Валентина смотрела на m-lle Роше с удивлением и тайной завистью. С бледным, продолговатым, болезненным лицом, бесцветными глазами, ртом, выражающим усталое презрение и скуку, пепельными волосами, падающими на лоб, - актриса казалась почти дурной. Но именно в усталом презрении чувствовалась какая-то сила, цельность, и Валентина, уловив взгляд m-lle Роше, брошенный ею на Двоекурова, подумала с горечью:
"Да, эта понимает все, что делается вокруг нее. Эта не чувствует тайного влечения к толстому репортеру".
M-lle Роше читала два стихотворения Баратынского, переведенные на французский язык им самим.
<…>
…Хозяева не показывались в артистической комнате. Они только прислали поднос с холодными чашками чаю и несколько графинчиков марсалы. К этим графинчикам тотчас же присоседился изящный правоведик, который разыгрывал роль распорядителя и больше от стола не вставал.
Приходили, впрочем, толпы из публики, молодые люди во фраках, шутливо и тихо произносящие какие-то французскне фразы, дамы парами, офицеры… Все они останавливались в некотором расстоянии от участвующих, дамы с тупым изумлением глядели на них несколько секунд в лорнет, потом, мало удовлетворившись и сделав несколько замечаний друг другу, уходили тем же порядком. Какой-то курчавый и особенно гнусящий господин приблизился осторожно к m-lle Роше и пытался сказать ей что-то. Но она даже не перевела глаз в его сторону. Потом пошли старички. Полный и рыхлый генерал со звездой, со сладостью в узких глазах, без церемонии сел рядом с Валентиной и начал ей что-то говорить о ее чтении.
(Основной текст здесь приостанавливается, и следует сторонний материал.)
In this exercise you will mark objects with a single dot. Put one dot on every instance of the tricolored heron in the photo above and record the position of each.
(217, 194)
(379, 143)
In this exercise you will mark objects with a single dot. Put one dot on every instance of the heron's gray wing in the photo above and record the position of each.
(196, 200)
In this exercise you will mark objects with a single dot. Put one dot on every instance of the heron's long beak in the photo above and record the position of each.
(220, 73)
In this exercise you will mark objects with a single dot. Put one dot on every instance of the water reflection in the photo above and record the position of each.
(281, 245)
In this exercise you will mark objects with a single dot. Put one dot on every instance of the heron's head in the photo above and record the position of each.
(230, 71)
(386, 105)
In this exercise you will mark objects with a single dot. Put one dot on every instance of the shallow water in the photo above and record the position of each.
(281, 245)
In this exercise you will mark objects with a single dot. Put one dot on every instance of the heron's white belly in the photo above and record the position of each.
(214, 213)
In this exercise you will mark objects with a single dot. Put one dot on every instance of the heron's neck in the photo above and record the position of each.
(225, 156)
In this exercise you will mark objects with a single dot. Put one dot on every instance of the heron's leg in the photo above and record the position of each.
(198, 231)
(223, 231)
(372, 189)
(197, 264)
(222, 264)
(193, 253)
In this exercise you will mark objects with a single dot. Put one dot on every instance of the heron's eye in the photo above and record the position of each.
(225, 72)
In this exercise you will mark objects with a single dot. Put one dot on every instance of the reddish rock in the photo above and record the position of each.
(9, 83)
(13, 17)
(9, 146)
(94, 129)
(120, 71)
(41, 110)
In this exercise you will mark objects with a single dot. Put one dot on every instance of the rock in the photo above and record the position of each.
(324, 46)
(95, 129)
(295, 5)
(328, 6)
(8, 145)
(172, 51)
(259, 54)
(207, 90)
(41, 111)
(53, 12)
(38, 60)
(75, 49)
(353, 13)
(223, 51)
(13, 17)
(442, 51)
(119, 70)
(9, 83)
Он говорил с неумелостью истинного солдата, а когда перешел к комплиментам - Валентине сделалось интересно: ей казалось, что она читает какую-то старомодную книгу. Валентине казалось невероятным, чтобы еще можно было сравнивать серьезно даму с розой, говорить, что в чтении ее главным образом - душа… Генерал же думал, что выражает изысканные и оригинальные мысли.
- У вас талант, право, талант, - говорил генерал с веселым недоумением. - А знаете, - прибавил он, понижая голос и двигаясь к Валентине уже почти фамильярно, - мой сын обнаруживает большие, большие способности к искусствам. Стихи на программе вы читали? Это он сочинял. А как декламирует! У княгини Любецкой был благотворительный спектакль - какой успех!
Валентина взглянула рассеянно.
- А сколько лет вашему сыну?
Генерал на секунду удивился, но сейчас же отвечал:
- Тридцать два года. Он кавалергард, адъютант… Нет, какая у него читка! Вот вы бы его послушали, он был бы рад узнать ваше мнение…
Валентина поняла неловкость, ей стало досадно и противно.
- Я не актриса и вряд ли могу быть полезной вашему сыну, - проговорила она сухо и отвернулась.
В эту минуту входил Звягин. Валентина ему искренне обрадовалась и указала на пустое кресло у стола.
- Садитесь, садитесь… Ну скажите, какое впечатление? Вот Геннадий Васильевич не совсем доволен…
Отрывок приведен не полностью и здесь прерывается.